The accord probably will go to US Airways’ board later today once AMR directors decide, said the people, who asked not to be identified because the talks are private. Board approval would pave the way for an announcement tomorrow, people familiar with the matter have said.
While the final terms weren’t immediately available, the companies had agreed that AMR creditors would own 72 percent of the new carrier and that US Airways stockholders would get 28 percent, people familiar with the matter have said. US Airways Chief Executive Officer Doug Parker will be CEO, and AMR CEO Tom Horton will be non-executive chairman, the people have said.
Horton will receive a performance payment for taking AMR through bankruptcy, with the amount set by the company’s creditors committee, a person familiar with that issue said today. His tenure will run until the first joint shareholder meeting or for one year from the closing date, the person said.

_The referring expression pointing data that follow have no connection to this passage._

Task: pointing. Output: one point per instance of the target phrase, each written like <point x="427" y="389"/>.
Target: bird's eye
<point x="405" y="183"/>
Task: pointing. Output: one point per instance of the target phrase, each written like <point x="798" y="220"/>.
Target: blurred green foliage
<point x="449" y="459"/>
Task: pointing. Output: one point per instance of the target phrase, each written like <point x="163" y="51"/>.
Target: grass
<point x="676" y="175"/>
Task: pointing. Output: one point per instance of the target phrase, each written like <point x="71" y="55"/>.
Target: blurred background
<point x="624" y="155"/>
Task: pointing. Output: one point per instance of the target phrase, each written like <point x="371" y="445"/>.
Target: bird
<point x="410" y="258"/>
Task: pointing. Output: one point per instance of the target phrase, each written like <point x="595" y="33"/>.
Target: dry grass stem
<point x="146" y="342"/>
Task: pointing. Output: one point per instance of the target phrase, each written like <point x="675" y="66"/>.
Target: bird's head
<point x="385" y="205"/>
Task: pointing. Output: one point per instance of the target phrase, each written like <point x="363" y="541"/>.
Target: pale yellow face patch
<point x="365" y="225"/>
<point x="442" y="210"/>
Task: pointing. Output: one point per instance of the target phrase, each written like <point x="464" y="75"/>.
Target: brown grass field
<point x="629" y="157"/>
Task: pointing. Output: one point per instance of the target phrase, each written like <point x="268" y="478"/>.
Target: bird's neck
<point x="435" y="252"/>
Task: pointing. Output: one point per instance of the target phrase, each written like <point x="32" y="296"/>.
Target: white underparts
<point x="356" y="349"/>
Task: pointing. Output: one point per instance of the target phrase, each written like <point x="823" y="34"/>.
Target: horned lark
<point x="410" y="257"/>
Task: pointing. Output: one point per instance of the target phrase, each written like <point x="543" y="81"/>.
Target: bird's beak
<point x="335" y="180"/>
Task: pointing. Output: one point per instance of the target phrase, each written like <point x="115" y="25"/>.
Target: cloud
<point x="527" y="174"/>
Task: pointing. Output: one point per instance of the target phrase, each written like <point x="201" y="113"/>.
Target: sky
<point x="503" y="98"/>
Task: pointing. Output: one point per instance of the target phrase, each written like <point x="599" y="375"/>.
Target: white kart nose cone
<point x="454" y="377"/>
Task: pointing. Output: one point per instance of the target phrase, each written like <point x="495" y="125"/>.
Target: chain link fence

Parker has said the combined airline will retain the American name and its headquarters in Fort Worth, Texas.
Mike Trevino, a spokesman for AMR, said he had no immediate comment about the status of a merger agreement. Todd Lehmacher, a spokesman for Tempe, Arizona-based US Airways, also declined to comment.
US Airways rose 2.7 percent to $14.66 at the close in New York. The shares have more than tripled since Nov. 28, 2011, the day before AMR filed for bankruptcy.
AMR’s $460 million of 6.25 percent convertible notes due in October 2014 rose 0.4 percent to 101 cents on the dollar at 3:55 p.m. in New York, according to Trace, the bond-price reporting system of the Financial Industry Regulatory Authority. The debt has risen more than fivefold since AMR’s Chapter 11 filing.